I've got my set, soldered first side, checked voltage according to manual, soldered another side, powered it on and what?
On LCD everything looked ok. Booted, all controls responded properly, frequency measurement worked perfectly. But signal was in form of flat line across upper half of the screen. Nothing was able to move it.
What next?
If it would be nice kit I would have documentation! Poor printout of schematic and layout is not enough. There should be a description and some reading in addition to that C14 reversed. Something like "assemble voltage converter to power opamps, check voltage on test point this and that, it should be whatever, solder another few elements, check something else"... Soldering everything on kit and powering up is a recipe for disaster. And for some people 30 bucks for couple hours of soldering is too much to just burn it!
That happened in my case. Some bad element in power converter was probably wrong. Maybe opamp. Obviously I have no idea what it could be now after all chips seem to be burned. Test points for power to opamps? 12V DC? maybe +/- 12V? Who knows? My knowledge is not as good to just look at schematic and know what voltage would be where and what exactly is happening. But I don't this kit is only for people that do know.

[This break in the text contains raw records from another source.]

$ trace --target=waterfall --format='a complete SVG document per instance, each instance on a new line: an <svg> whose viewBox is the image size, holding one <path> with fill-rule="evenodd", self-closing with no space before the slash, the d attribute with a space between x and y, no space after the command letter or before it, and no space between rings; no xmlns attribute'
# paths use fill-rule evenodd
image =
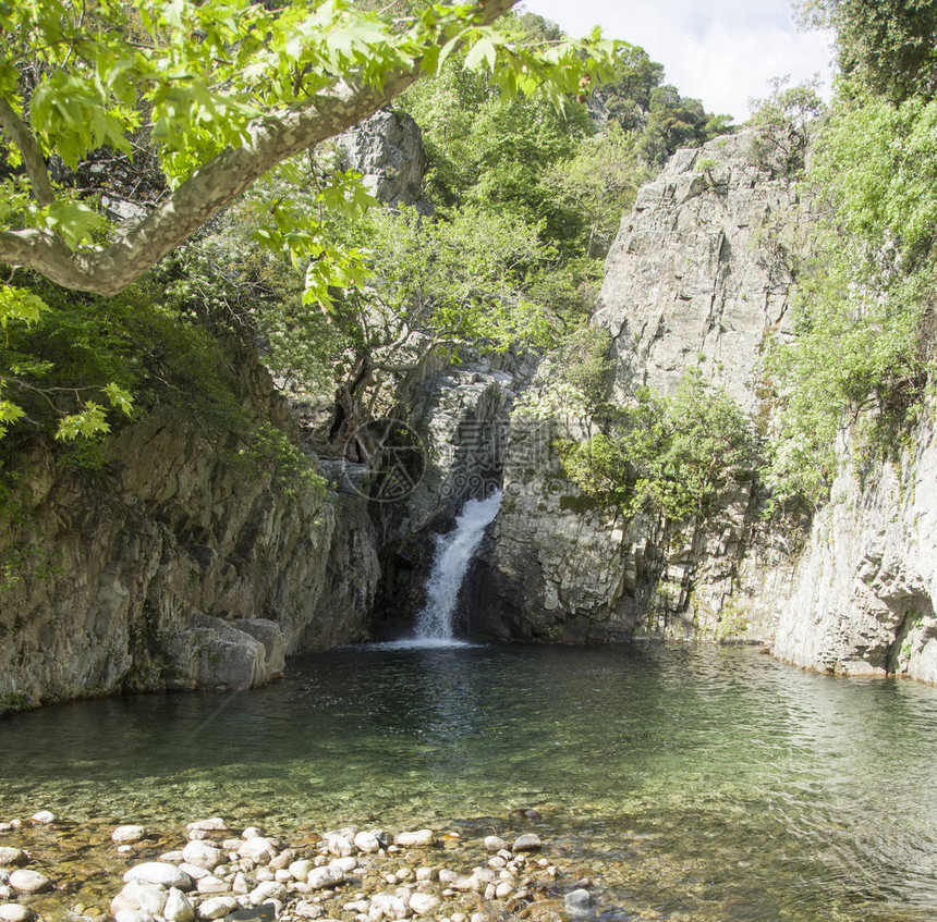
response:
<svg viewBox="0 0 937 922"><path fill-rule="evenodd" d="M416 640L427 646L452 640L452 616L459 601L462 580L485 529L498 514L501 505L500 490L487 500L470 500L465 503L455 527L447 534L436 536L436 554L433 570L426 583L426 604L416 616Z"/></svg>

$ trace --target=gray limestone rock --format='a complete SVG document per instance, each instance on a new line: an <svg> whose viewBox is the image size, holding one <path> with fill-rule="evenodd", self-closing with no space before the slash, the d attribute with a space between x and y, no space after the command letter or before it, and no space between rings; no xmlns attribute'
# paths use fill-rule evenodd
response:
<svg viewBox="0 0 937 922"><path fill-rule="evenodd" d="M808 206L750 146L743 132L678 151L624 216L592 318L611 336L613 403L644 384L672 394L697 370L757 410L759 349L768 334L789 335L784 254ZM532 392L552 376L543 362ZM767 638L775 598L753 600L789 591L792 564L770 542L754 546L751 491L726 491L704 528L622 520L582 495L551 448L593 432L585 417L547 427L512 416L501 512L482 549L482 629L573 641Z"/></svg>
<svg viewBox="0 0 937 922"><path fill-rule="evenodd" d="M423 196L423 136L405 112L381 109L340 134L334 144L345 164L363 174L364 185L379 201L413 205L424 214L433 213Z"/></svg>
<svg viewBox="0 0 937 922"><path fill-rule="evenodd" d="M10 875L10 886L21 894L41 894L53 888L52 882L39 871L20 868Z"/></svg>

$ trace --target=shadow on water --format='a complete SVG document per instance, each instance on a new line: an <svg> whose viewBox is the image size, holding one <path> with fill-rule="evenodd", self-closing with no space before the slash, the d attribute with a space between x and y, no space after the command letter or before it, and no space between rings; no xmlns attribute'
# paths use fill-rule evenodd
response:
<svg viewBox="0 0 937 922"><path fill-rule="evenodd" d="M482 835L536 807L607 918L937 915L937 689L751 650L350 648L230 700L0 721L0 776L3 813L114 821Z"/></svg>

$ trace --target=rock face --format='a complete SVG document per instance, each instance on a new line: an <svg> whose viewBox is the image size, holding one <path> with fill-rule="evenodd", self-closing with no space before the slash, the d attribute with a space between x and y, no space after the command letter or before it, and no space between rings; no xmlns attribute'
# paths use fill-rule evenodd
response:
<svg viewBox="0 0 937 922"><path fill-rule="evenodd" d="M289 427L266 373L244 367L251 413ZM31 469L29 555L0 604L0 703L248 688L282 676L288 653L367 631L378 564L362 497L294 495L159 416L110 440L96 476L41 453Z"/></svg>
<svg viewBox="0 0 937 922"><path fill-rule="evenodd" d="M381 109L334 142L345 164L363 174L379 201L413 205L424 214L433 206L423 197L426 155L419 125L406 112Z"/></svg>
<svg viewBox="0 0 937 922"><path fill-rule="evenodd" d="M784 255L802 206L750 147L742 133L678 151L623 219L593 318L612 337L612 399L626 402L640 384L672 393L698 369L756 409L759 347L768 332L787 332ZM548 452L556 435L582 439L588 425L567 420L545 435L512 420L482 627L550 640L768 637L791 563L772 536L756 534L751 492L722 496L705 526L616 520Z"/></svg>
<svg viewBox="0 0 937 922"><path fill-rule="evenodd" d="M429 366L403 385L402 403L426 467L405 502L377 509L379 636L394 637L412 624L425 599L436 536L453 526L466 500L501 484L510 407L534 368L530 357L466 356L459 366Z"/></svg>
<svg viewBox="0 0 937 922"><path fill-rule="evenodd" d="M935 407L899 465L847 462L815 518L772 653L814 669L937 683Z"/></svg>
<svg viewBox="0 0 937 922"><path fill-rule="evenodd" d="M593 317L612 337L620 399L635 384L672 393L698 367L755 408L765 333L787 330L800 206L790 183L752 162L751 143L743 132L677 151L622 221Z"/></svg>

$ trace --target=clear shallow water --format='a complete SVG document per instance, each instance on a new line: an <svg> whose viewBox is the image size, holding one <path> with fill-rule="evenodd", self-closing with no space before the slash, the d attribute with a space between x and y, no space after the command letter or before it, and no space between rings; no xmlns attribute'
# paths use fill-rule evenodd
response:
<svg viewBox="0 0 937 922"><path fill-rule="evenodd" d="M606 919L937 918L937 689L718 648L350 649L233 697L0 721L0 816L503 833Z"/></svg>

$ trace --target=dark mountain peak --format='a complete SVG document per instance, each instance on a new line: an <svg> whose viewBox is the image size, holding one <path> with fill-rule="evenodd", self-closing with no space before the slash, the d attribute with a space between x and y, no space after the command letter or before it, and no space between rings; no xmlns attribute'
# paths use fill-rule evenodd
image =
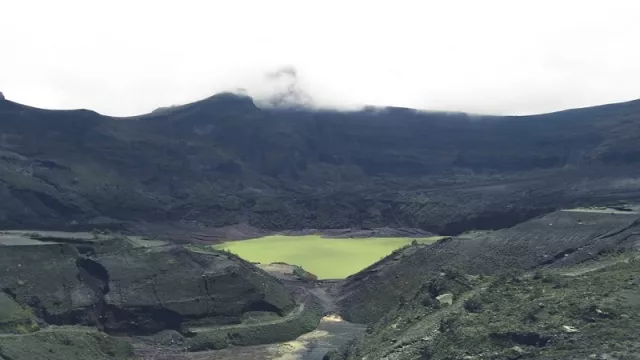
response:
<svg viewBox="0 0 640 360"><path fill-rule="evenodd" d="M179 110L213 110L216 112L226 111L253 111L258 107L248 95L237 94L232 92L221 92L185 105L172 105L160 107L151 112L153 115L171 114Z"/></svg>

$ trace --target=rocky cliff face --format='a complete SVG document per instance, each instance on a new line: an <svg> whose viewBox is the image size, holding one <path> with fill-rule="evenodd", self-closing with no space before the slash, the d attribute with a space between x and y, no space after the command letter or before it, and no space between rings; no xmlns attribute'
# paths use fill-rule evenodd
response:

When I powered the unit and started to look what can be wrong it was not giving correct signal out of TL084. Some voltage was present, but not 500hz waveform that was coming in (my multimeter has frequency measurement). Another half of TL084 used in conjunction with AtMega to vary voltage out of it was probably also damaged. After couple plays with buttons my flat line is gone. ADC was getting 6-7+ V in. Probably adjusted too much out of TL084 and it burned.
What I have now? Working AtMega and lcd with menu. Almost zero chance to find bad elements to fix it in this smd nightmare with this kind of poor documentation.
Yes. Documentation is key to make from pile of parts and PCB a good kit worth your money. You sell kits so people can learn from them not only to solder some SMD resistors but how everything works. They should have chance to avoid disaster before it happens. If you're able to design this kind of equipment you could spare couple additional hours to write about it.
Why you're putting test points for something when there is zero information what should be on them? You don't solder kits by "solder everything on one side and check power". What next? Maybe there is no smoke when you power it on? You should assemble it with documentation in logical blocks, check proper operation for each one so one fault would not take down everything after it.
Scope is nice. For that price point is great event not workink But manufacturer should spend some time to make proper documentation for that, so people can have more chances to have working device. Charge few bucks more for that paper, I don't mind. It will be worth it.
What should I do next? Order bunch of parts from digikey or mouser, spend money for parts, shipping and try to fix it? Burn some more experimenting? Order another kit and try from scratch? Order it assembled? I don't know (I'm looking forward to your advise).
I know that it was first kit I've made that I don't like just because of that documentation.
Btw. Sorry for my English. I'm still trying to learn it.